The economy may be recovering but many, if not most, Americans don’t seem to have noticed. A story by Michael Fletcher, from Wednesday’s Washington Post, helps explain why.
The article focuses on manufacturing jobs in the Midwest--i.e., the Rust Belt. The manufacturing sector was in decline even before the recession began; during the downturn, that decline continued.
Now, though, factory jobs are starting to come back and, as noted in this space previously, the unemployment rate across the Midwest fell at a reasonably quick pace over the last year. Michigan’s unemployment declined has fallen most precipitously, from a little over 13 percent to a little over 10 percent. The rates in Indiana, Illinois, and Ohio have also fallen by significant amounts, to levels that are now below the national average.
But there’s a catch. The old manufacturing jobs provided good pay and benefits even to workers without college degrees. The new manufacturing jobs don’t. From Fletcher’s story in the Post:
Economists say the recovery in manufacturing work is also crucial to the fortunes of the vast majority of American workers who are not college graduates. As a group, factory jobs pay about 10 percent more on average than other jobs in the economy. But even as manufacturers have been prospering and jobs have begun to trickle back, some analysts and union leaders worry that workers are not sharing fully in the bounty.

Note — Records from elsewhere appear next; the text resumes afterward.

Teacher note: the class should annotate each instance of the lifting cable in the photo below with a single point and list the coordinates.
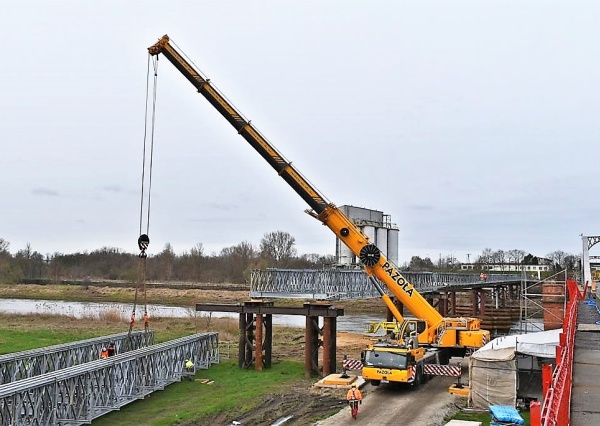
(144, 240)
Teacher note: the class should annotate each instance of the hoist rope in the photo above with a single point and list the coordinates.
(143, 240)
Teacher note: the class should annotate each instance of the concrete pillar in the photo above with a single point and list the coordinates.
(258, 349)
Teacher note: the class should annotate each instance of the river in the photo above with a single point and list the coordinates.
(351, 323)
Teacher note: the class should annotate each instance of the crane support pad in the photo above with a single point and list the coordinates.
(352, 364)
(442, 370)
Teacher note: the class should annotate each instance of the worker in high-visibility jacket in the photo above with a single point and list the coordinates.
(354, 394)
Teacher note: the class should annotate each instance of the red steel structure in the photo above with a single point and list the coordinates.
(556, 407)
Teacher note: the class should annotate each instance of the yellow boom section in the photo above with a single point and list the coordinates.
(375, 263)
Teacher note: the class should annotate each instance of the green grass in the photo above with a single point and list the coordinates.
(234, 391)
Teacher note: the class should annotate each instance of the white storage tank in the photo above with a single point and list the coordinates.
(393, 245)
(381, 240)
(343, 254)
(369, 231)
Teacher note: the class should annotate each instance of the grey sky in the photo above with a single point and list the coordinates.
(473, 124)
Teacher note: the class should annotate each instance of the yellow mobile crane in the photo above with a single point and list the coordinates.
(401, 361)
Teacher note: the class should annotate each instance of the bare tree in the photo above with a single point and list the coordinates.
(4, 245)
(278, 246)
(557, 257)
(516, 256)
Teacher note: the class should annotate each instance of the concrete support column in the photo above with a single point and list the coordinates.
(329, 345)
(258, 349)
(242, 341)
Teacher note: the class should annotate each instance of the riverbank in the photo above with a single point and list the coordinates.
(261, 405)
(184, 297)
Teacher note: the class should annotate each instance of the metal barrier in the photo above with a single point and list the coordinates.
(25, 364)
(79, 394)
(336, 284)
(556, 407)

General Motors and Ford recently reported their highest earnings in more than a decade. Goodyear set a sales record in the first quarter of this year. Other manufacturers, including Caterpillar, which makes construction equipment, andTimken, a maker of specialized steel and bearings, reported healthy sales and earnings in the first three months of 2011.
Meanwhile, newly hired autoworkers are earning $14 an hour plus benefits, about half of a veteran autoworker’s wage. And many experts and labor leaders worry that the wage premium that factory workers enjoy is eroding.
Of course, there’s another reason more Americans aren’t feeling the effects of economic growth. The growth isn’t as quick as it could be. And one reason for that is the downsizing of government.
You can see this very clearly in the graph above, which shows Michigan employment (measured in thousands of jobs) by sector over the last twelve months, according to official data from the Bureau of Labor Statistics. Thanks in part to the auto industry bailout, both manufacturing and business service jobs have steadily increased. But, at the same time, state and local governments have been compressing their workforces, because their tax bases are shrinking and supplemental aid from Washington has stopped coming.
By my back-of-the-envelope calculation, if the number of government workers had merely held steady, not adjusting for population changes, the unemployment rate in Michigan would be a full half percentage point lower. A similar pattern has played out nationally.*
I’m hardly the first person to make this point, but the idea that government enacted a stimulus package in 2009 is a bit misleading. Yes, the Recovery Act pumped a lot of money into the economy. But state and local governments were, simultaneously, pulling money out of the economy. The latter was not enough to offset the former fully, but it was surely enough to blunt its impact--in the Rust Belt and, by all accounts, in the rest of the country too.
*For more on the national pattern, see this January post from Ezra Klein. Among other things, his graphs are much prettier than mine.